Du côté catholique, ceux à qui le cynique coup de théâtre taxilien coûta le plus cher furent les nombreux membres du bas et du haut clergé qui en avaient cautionné les extravagantes révélations: tombés d’un coup dans le ridicule, ils durent dès lors adopter une attitude beaucoup plus prudente. Toute cette affaire eut cependant des répercussions beaucoup plus étendues et d’un ordre plus profond. D’une part, elle contribua à encourager une grande partie de l’opinion publique catholique à adopter, en pratique et inconsciemment, une mentalité moderniste. R. Guénon évoque précisément cette question dans un de ses premiers ouvrages: «Il est convenu qu’on ne peut parler du diable sans provoquer, de la part de tous ceux qui se piquent d’être plus ou moins “modernes”, c’est-à-dire de l’immense majorité de nos contemporains, des sourires dédaigneux ou des haussements d’épaules plus méprisants encore; et il est des gens qui, tout en ayant certaines convictions religieuses, ne sont pas les derniers à prendre une semblable attitude, peut-être par simple crainte de passer pour des “arriérés”, peut-être aussi d’une façon plus sincère. […]. Sans doute une certaine prudence est souvent nécessaire, mais prudence ne veut pas dire négation a priori, et sans discernement; pourtant, on doit dire, à la décharge de certains milieux catholiques, que le souvenir de quelques mystifications trop fameuses, comme celle de Léo Taxil, n’est pas étranger à cette négation: on s’est jeté d’un excès dans l’excès contraire; si c’est encore une ruse du diable de se faire nier, il faut convenir qu’il n’y a pas trop mal réussi» 18. D’un autre côté, on ne peut douter que les divagations taxiliennes laissèrent des traces chez les catholiques dont une grande partie s’était laissé envahir par des émotions restées vivaces et commençait à voir dans la Franc-Maçonnerie une sorte de «contre-église» de nature infernale. Dans un tel climat de répulsion générale face à cette voie initiatique, même ceux qui nourrissaient quelque aspiration à une connaissance capable de dépasser les simples apparences et possédaient les qualifications requises s’en détournèrent du fait d’un tel conditionnement. Et c’est encore là une des conséquences déplorables de ce cas extrême de diabolisation enregistré par l’histoire occidentale.

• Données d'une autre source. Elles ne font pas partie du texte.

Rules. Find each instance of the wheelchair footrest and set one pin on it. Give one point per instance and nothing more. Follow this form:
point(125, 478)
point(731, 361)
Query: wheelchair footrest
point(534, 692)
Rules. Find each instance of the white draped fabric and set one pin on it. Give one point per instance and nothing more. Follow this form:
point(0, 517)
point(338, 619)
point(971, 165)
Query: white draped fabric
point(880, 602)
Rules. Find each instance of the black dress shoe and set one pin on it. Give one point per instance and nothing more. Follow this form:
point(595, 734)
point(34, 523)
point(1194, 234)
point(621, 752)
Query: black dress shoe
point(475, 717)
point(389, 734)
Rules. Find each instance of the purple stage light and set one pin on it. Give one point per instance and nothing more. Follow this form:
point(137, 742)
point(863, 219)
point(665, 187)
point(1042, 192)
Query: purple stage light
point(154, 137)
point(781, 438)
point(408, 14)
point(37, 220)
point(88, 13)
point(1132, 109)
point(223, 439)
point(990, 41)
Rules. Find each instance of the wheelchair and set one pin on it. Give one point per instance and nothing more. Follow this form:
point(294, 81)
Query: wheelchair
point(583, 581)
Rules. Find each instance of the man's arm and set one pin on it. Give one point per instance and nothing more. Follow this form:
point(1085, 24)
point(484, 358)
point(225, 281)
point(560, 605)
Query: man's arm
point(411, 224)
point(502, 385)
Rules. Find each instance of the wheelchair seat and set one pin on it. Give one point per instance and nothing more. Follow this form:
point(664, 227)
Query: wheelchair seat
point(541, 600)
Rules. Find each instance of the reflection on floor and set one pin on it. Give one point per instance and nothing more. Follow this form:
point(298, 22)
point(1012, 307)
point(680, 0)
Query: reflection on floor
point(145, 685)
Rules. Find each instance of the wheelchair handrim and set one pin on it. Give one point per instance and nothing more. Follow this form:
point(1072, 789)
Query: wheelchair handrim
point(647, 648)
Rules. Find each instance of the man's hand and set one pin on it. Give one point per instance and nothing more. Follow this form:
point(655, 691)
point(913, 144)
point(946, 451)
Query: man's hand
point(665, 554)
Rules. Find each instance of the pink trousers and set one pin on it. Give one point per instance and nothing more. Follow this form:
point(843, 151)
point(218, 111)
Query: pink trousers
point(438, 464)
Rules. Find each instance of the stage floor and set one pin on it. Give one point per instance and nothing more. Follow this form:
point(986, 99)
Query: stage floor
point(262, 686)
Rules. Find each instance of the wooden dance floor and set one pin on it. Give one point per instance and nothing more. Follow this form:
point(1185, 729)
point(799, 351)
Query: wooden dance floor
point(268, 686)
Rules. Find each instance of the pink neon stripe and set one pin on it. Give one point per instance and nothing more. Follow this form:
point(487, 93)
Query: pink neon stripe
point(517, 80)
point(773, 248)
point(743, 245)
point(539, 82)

Il ne nous reste maintenant qu’à éclaircir en quelques mots l’acception traditionnelle du terme «démon», désormais entendu en Occident, et depuis longtemps, au sens de simple bête noire afin de préserver des privilèges de classe. Ce mot vient du grec daimôn qui avait, à l’origine, une double acception: l’une inférieure ou cosmologique, et l’autre supérieure ou métaphysique, de sorte qu’on parlait respectivement de Kakos Daimôn et d’Agathos Daimôn; il s’agit, en somme, de la distinction entre le moi et le Soi, universellement exprimée par les différentes traditions, ce «moi» n’étant autre que le reflet ténébreux et inversé du «Soi». On peut alors comprendre que le démon n’est nullement une puissance extérieure à l’homme, mais qu’au contraire il s’identifie avec la volonté d’existence individuelle de ce dernier ; tant que ce moi persiste dans sa rébellion, il ne trouvera jamais la paix, puisque le combat ne s’achèvera que lorsque le Christ pourra vaincre l’Antéchrist; l’ordre étant ainsi rétabli en soi-même, on pourra dire, avec Saint Paul: «Je vis, mais ce n’est plus moi, c’est le Christ qui vit en moi» (lettre de saint Paul Apôtre aux Galates, 2-20). Il s’agit en somme de la même idée que celle qu’on retrouve dans la formule rituelle maçonnique bien connue selon laquelle «le Compas est maintenant superposé à l’Équerre». Il ne faut donc pas s’imaginer que le Démon soit une personne, éventuellement dotée de cornes et de queue, un serpent ou un dragon 19 , mais plutôt une véritable «légion», c’est-à-dire une multitude de personnifications présupposées, dont chacune peut en réalité être délivrée et régénérée, comme l’affirment toutes les traditions et comme Origène l’avait soutenu ; et cela pour la simple raison que cette figure ne représente, selon saint Augustin, rien d’autre que la «privation du bien».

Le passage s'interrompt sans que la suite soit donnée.